The premise is irresistible, and Kore-eda strikes an unlikely balance between breezy and profound: Though grazing timeless, endlessly debated topics like the meaning of existence and the key to true happiness, After Life wears its philosophical aspirations lightly. Much of the film consists of interviews with the transitioning guests (played by a mixture of professional and nonprofessional actors, all believable as “normal” people) as they recount significant experiences from their lives, not all of them momentous by any conventional definition. In some respects, the movie is a thought exercise, encouraging viewers to examine which of their own memories they cherish most. Which isn’t to say there’s no drama here; the plot ends up concerning a kind of unlikely love triangle involving one of the case workers (Kore-eda regular Arata Iura) and an elderly client agonizing over which moment from a generally, vaguely unsatisfying life he’d want to forever revisit. This storyline is resolved on a movingly romantic note, suggesting that our individual lives can intersect in resonant ways, and that there’s a beauty in providing happiness for someone else, even when our own isn’t dependent on them.

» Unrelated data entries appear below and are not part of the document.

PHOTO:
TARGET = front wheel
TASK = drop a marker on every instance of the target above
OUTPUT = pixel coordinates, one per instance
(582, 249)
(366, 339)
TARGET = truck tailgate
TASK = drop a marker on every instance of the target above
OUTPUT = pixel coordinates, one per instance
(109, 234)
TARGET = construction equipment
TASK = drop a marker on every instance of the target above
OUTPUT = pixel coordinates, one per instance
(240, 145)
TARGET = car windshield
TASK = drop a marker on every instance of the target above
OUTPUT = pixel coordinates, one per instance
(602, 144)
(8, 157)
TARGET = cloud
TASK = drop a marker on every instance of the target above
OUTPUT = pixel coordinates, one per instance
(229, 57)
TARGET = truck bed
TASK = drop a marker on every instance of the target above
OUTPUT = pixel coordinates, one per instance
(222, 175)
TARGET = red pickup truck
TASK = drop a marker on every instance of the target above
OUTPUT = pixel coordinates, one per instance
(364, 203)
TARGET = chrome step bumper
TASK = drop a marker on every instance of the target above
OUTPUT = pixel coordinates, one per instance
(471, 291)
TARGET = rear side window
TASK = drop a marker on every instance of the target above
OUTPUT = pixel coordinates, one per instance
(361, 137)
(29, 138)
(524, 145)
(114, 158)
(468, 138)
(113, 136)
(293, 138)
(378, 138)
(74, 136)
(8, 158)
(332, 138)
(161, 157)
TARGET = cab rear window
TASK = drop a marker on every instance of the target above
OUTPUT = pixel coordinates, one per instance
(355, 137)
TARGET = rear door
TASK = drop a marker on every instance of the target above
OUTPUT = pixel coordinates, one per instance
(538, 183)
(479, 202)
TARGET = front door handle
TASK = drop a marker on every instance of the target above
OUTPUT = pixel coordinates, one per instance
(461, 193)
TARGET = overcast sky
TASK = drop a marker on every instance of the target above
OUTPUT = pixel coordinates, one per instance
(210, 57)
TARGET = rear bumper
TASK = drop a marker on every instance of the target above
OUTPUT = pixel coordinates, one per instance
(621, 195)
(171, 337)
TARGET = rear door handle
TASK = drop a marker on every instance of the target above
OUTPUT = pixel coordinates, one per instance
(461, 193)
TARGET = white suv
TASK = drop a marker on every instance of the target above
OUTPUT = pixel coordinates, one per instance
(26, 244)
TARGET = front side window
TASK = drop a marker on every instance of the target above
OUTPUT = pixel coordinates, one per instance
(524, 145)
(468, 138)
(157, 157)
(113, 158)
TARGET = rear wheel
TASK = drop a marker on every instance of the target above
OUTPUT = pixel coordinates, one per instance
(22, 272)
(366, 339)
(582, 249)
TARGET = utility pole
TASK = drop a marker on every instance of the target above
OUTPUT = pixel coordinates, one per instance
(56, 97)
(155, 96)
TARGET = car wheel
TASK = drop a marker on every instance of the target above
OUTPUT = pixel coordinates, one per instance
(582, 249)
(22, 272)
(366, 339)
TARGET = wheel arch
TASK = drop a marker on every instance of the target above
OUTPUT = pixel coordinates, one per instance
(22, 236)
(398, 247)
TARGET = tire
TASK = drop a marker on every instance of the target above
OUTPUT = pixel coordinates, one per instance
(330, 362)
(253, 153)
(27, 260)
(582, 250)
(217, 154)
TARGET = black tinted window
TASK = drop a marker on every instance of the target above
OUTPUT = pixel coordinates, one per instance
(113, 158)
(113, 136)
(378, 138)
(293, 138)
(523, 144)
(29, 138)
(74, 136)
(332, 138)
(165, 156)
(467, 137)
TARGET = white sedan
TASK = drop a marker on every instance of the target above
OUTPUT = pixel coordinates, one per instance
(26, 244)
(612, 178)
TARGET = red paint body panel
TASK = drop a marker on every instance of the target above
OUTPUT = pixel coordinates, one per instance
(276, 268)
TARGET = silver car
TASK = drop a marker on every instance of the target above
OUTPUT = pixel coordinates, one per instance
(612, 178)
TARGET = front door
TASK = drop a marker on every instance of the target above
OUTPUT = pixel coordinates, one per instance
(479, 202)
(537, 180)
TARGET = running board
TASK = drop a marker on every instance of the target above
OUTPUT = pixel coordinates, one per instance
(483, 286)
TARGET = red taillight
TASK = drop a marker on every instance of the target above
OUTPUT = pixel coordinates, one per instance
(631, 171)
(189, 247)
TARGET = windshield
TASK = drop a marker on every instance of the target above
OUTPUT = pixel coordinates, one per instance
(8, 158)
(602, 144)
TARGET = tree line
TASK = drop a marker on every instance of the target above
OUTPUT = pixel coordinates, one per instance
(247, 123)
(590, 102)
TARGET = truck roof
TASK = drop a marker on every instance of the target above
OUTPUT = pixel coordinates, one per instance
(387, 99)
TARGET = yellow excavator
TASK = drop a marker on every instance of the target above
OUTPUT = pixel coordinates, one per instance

After Life eventually becomes a meditation on moviemaking itself. One of the quirks of the afterlife system the film presents is that the team has to shoot and project movies of the selected memories in order to complete the process—an element of the plot that speaks to both cinema’s value as an imperfect but meaningful tool for immortalizing experience and to the way memory itself is imperfect, a movie in our heads that doesn’t necessary capture the reality of what we’re recalling. Kore-eda, whose last film won the coveted Palme D’Or at Cannes and whose most recent is getting a digital release next month, can be sweetly humanistic to a fault; he’s made movies that seem in danger of blowing away on a light breeze. But in After Life, the gentle simplicity of his approach yields powerful rewards—it’s the perfect match for a graceful navigation of life’s biggest questions. In the end, Kore-eda’s very unglamorous conception of the afterlife feels like a reflection of his notions about memory—his convincing assertion that it’s not always the big, eventful moments that imprint themselves most vividly on our minds. Sometimes, the small ones can stick with us longer and better. That can be true of movies, too.
Availability: Though After Life is out-of-print on DVD and bafflingly unavailable to stream or rent from the major services, it is currently on YouTube.